Rhodanine-Bridged Core-Expanded Naphthalene Diimide Derivatives for n-Type Semiconductors

• Published in: Organic Materials Vol. 2; no. 2; pp. 165 - 172
• Main Authors: Li, Jiangao, Li, Jing, Ge, Congwu, Gao, Xike
• Format: Journal Article
• Language: English
• Published: Rüdigerstraße 14, 70469 Stuttgart, Germany Georg Thieme Verlag KG 01.04.2020; Georg Thieme Verlag
• Subjects: electron transport materials; naphthalene diimides; organic semiconductors; organic thin-film transistors; Original Article; rhodanine; organic semiconductors; organic thin-film transistors; electron transport materials; rhodanine; naphthalene diimides
• ISSN: 2625-1825; 2625-1825
• DOI: 10.1055/s-0040-1710550

Abstract The core expansion of naphthalene diimides (NDIs) is an effective strategy to modulate frontier molecular orbital energy levels and improve device performances. Herein two new rhodanine-bridged and core-extended NDIs T1 and T2 were designed and synthesized. The rhodanine moiety could act not only as a π-spacer to enlarge the molecular conjugated system, but also as an electron-donating unit to tune the molecular energy levels.
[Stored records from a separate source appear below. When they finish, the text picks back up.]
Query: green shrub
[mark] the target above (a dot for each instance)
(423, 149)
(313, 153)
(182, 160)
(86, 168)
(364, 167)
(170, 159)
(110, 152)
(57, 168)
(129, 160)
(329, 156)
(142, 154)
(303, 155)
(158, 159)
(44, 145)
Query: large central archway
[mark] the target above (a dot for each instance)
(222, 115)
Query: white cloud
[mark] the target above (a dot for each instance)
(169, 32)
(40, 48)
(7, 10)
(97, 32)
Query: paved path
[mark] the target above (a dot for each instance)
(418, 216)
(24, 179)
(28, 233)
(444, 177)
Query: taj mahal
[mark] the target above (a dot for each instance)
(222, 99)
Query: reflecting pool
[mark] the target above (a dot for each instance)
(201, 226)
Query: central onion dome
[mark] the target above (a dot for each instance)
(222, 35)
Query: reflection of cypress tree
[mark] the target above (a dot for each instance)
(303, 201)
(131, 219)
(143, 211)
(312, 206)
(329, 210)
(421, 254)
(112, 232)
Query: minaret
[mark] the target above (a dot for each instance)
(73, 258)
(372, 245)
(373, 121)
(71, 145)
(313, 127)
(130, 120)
As a result, both T1 and T2 showed slightly lower lying LUMO energy levels (< − 4.2 eV) by ca . 0.1 eV and narrower optical band gaps ( ca. 1.5 eV) by 0.5 eV compared to those of n-type organic semiconductor (OSC) NDI2DT-DTYM2.The solution-processed organic thin-film transistors based on T1 and T2 exhibited electron motilities in the range of 10 −4 –10 −3 cm 2 V −1 s −1 , and the inverted perovskite solar cells constructed using T2 as electron transport materials provided a power conversion efficiency value of 8.82%. The results demonstrated that embedding rhodanine units in a NDI2DT-DTYM2 backbone is an effective approach to tune the energy levels and optical properties of OSCs, providing a new way to construct novel n-type OSCs with multifunctional optoelectronic applications.